HANDICAP Pour mieux accompagner un de ses élèves sourds, l’Insa de Toulouse a créé un glossaire « Génie civil » en Langue des signes française…

Béatrice Colin
Cyril Claudet, étudiant en 5e année à l'Insa Toulouse avec son enseignant Thomas de Larrard et Alain Bacci, interprète en LSF (à gauche).
Cyril Claudet, étudiant en 5e année à l'Insa Toulouse avec son enseignant Thomas de Larrard et Alain Bacci, interprète en LSF (à gauche). — B. Colin / 20 Minutes
  • Une cinquantaine de vidéos, accessibles à tous, a été réalisée pour expliquer des termes scientifiques en rapport avec le génie civil.
  • Ce lexique filmé a été créé pour accompagner Cyril, un étudiant en 5e année à l’Insa Toulouse.

Température sèche, module de Young, diagramme de l’air humide, batterie chaude… Des mots dont la signification échappe peut-être au commun des mortels mais qui font partie du quotidien des ingénieurs en génie civil et mécanique. Il y a encore peu, ces termes techniques n’avaient pas de traduction en Langue des signes française (LSF).

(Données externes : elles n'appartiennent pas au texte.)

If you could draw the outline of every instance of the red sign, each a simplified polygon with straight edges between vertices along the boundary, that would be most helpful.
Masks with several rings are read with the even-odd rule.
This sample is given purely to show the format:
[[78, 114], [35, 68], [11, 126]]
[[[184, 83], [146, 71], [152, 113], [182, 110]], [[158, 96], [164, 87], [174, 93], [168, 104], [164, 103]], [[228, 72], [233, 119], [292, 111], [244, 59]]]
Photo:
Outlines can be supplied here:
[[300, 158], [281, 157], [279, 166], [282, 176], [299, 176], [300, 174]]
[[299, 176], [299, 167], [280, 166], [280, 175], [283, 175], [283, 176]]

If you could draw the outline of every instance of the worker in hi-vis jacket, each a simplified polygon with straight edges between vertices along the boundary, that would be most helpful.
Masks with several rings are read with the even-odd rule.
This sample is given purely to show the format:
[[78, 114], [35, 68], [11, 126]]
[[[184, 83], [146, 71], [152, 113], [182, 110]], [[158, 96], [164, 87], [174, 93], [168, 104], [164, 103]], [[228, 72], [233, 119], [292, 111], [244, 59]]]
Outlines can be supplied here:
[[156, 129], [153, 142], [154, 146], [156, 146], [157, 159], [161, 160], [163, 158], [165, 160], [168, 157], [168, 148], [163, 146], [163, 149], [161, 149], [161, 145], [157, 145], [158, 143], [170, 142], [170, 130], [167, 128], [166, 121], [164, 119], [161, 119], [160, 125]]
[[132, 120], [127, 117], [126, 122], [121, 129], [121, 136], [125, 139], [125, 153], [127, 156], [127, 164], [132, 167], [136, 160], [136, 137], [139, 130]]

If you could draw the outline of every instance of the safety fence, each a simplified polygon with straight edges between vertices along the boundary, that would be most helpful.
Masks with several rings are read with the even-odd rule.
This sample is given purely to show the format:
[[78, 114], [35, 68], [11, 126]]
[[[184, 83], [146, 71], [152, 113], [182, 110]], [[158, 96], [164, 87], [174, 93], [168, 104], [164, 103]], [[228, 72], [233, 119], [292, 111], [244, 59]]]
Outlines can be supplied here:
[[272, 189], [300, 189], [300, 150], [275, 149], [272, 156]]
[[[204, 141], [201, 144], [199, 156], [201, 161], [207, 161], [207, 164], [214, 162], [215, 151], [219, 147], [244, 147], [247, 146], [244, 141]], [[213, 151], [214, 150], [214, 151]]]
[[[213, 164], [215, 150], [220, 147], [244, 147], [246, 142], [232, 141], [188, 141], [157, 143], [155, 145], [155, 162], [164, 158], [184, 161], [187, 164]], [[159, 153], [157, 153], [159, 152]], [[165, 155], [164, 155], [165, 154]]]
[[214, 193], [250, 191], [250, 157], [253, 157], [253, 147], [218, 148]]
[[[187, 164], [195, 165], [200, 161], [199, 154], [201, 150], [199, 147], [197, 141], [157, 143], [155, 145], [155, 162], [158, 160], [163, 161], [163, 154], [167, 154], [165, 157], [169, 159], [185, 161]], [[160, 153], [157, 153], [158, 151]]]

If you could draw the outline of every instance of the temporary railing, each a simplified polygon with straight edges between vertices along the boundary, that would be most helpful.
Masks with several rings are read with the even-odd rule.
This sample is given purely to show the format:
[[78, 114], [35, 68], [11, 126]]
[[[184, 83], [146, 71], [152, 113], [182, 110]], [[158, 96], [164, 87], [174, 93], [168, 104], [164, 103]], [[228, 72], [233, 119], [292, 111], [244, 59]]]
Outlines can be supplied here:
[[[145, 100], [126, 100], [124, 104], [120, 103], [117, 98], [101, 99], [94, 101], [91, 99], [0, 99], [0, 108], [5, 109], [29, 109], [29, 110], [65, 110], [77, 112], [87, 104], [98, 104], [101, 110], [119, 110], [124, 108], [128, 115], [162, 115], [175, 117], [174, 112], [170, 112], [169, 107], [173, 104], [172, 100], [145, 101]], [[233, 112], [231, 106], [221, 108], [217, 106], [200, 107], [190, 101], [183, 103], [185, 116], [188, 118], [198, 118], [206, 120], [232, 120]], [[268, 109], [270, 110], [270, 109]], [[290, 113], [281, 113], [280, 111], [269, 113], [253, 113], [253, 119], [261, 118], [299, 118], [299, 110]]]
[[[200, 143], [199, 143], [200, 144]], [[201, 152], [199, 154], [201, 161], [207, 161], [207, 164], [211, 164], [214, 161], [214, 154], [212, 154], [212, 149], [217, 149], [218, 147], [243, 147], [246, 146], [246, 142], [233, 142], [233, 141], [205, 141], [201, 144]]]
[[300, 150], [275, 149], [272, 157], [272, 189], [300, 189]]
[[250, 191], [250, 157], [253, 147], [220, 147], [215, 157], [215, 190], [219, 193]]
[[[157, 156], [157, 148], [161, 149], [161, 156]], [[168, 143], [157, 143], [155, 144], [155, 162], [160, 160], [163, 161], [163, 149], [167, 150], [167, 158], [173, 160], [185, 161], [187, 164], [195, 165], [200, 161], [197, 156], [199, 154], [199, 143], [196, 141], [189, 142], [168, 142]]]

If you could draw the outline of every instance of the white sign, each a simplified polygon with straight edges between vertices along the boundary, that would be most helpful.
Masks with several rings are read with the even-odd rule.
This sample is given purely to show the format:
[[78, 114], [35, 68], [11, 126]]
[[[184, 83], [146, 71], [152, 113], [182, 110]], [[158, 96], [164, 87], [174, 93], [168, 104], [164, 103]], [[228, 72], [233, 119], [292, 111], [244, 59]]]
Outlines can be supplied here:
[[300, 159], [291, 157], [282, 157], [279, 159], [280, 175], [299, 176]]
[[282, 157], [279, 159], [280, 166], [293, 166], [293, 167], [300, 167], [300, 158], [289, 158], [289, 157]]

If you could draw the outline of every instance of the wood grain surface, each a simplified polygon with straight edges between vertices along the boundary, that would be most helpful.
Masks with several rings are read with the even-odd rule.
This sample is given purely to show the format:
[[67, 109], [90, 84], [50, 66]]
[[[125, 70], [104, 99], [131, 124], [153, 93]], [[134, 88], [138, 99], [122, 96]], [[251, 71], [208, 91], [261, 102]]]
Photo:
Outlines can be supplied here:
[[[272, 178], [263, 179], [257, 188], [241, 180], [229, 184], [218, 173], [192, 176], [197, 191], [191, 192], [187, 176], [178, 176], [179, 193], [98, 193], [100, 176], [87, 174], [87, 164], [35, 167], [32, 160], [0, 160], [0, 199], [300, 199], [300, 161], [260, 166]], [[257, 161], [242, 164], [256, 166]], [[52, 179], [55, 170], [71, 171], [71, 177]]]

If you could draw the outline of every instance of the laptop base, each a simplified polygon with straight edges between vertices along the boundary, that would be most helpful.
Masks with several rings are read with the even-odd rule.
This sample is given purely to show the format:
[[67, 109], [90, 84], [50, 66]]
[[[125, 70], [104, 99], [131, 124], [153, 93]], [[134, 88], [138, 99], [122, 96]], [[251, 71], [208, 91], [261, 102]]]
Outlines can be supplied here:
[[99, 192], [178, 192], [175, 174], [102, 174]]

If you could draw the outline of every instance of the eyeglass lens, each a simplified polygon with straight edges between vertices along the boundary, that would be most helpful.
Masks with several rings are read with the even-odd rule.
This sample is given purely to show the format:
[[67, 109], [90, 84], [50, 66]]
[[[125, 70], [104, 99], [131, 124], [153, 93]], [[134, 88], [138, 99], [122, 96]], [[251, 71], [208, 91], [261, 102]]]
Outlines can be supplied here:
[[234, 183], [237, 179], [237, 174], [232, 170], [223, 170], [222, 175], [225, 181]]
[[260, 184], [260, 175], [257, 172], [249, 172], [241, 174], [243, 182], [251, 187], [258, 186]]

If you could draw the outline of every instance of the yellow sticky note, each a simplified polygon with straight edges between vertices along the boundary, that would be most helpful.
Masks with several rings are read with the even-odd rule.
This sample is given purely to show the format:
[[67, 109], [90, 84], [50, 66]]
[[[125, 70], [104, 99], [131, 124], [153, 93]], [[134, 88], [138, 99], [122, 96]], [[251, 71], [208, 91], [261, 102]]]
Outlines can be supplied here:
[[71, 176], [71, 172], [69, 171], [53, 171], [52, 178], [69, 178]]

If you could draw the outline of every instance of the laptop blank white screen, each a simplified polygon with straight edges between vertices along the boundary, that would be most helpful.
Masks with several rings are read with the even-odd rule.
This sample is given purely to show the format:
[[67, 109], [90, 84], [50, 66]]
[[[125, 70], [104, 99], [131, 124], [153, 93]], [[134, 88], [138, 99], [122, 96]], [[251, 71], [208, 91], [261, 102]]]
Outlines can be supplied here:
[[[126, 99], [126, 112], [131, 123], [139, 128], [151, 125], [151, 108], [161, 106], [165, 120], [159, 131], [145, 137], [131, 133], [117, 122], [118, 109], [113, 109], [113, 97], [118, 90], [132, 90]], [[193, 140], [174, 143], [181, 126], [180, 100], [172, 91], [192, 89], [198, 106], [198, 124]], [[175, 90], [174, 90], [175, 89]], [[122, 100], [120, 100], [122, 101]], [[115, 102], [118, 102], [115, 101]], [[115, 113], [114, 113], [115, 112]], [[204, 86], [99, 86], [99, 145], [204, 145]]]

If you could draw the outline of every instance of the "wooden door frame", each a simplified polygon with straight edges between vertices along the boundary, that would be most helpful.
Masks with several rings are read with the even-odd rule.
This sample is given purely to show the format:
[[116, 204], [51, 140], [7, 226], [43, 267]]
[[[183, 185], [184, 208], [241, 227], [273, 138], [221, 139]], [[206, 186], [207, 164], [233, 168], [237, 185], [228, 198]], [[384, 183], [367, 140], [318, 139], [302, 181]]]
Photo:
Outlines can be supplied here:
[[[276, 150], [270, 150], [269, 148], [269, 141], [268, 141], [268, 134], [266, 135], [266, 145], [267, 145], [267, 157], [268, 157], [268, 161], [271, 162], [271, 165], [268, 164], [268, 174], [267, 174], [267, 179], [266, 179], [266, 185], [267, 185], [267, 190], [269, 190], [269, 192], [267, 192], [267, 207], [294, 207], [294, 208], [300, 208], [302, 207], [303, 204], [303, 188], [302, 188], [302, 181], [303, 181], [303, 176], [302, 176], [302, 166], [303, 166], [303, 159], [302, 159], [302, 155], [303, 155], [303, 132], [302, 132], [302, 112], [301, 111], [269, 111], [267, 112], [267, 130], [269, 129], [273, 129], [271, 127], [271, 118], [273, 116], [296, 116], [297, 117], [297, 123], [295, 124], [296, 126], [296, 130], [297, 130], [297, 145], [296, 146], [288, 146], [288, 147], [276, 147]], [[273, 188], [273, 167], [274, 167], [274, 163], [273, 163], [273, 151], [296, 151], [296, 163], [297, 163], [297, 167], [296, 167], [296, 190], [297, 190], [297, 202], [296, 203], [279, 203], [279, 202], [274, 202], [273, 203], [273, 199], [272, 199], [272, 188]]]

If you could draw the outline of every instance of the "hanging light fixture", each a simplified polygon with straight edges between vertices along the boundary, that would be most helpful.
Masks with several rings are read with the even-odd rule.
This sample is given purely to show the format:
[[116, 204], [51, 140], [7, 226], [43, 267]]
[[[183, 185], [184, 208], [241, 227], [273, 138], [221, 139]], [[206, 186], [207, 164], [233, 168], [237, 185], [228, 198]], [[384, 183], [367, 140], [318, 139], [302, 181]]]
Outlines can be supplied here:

Ce qui a rapidement posé des problèmes à Cyril Claudet, un étudiant sourd en 5e année à l'Insa Toulouse. Ainsi qu’à ses interprètes présents en cours.

« Nous avions des difficultés à échanger sur des thématiques de haut niveau avec Cyril, il a donc fallu que l’on construise un moyen de communiquer et nous nous sommes rendu compte que cela allait bénéficier aux autres écoles mais aussi à l’ensemble de la profession », explique Nathalie Domède, une de ses enseignantes.

En ligne et accessible au plus grand nombre

Et l’idée a ainsi germé de créer un glossaire de concept scientifique en LSF sous forme de vidéos. Réunis autour de Cyril, des professeurs et des membres de la société Interpretis ont ainsi traduit des concepts parfois complexes.

« Ce n’est pas une traduction mot à mot, c’est plus comme un étudiant qui prend des notes. Par exemple le mot force existe en langue des signes pour exprimer la force musculaire, mais cela n’a pas le même sens en mécanique », explique Cyril. Un terme qui fait l’objet d’une vidéo accessible en ligne. Au total, une cinquantaine va être éditée et mises gratuitement à la disposition du plus grand nombre.

« Pendant un siècle, la langue des signes n’a pas eu le droit de citer en France, dans beaucoup de domaines elle n’a pas été enrichie et est déficiente. Aujourd’hui, Airbus travaille par exemple à un lexique dédié à l’aéronautique », explique Alain Bacci de Interpretis.

Au fil des ans, ce recueil pourra être enrichi. Et servira aux autres étudiants sourds de l’Insa, mais aussi aux professionnels du secteur. Pour l’heure, peu de lycéens souffrant de ce handicap poursuivent des études, faute d’accompagnement.

Peu d’étudiants sourds

« Il y a 120.000 élèves dans le secondaire mais seulement 20 à 24.000 dans l’enseignement supérieur, dont 90 % en université. Et 1 % d’entre eux atteint le niveau bac +5. C’est un vrai enjeu, en particulier pour les écoles d’ingénieur », relève le directeur de l’Insa Toulouse, Bertrand Raquet., dont la Fondation a financé la réalisation du glossaire.


Son établissement compte une cinquantaine d’étudiants en situation de handicap et une chaire a été créée en 2014 spécifiquement sur cette question.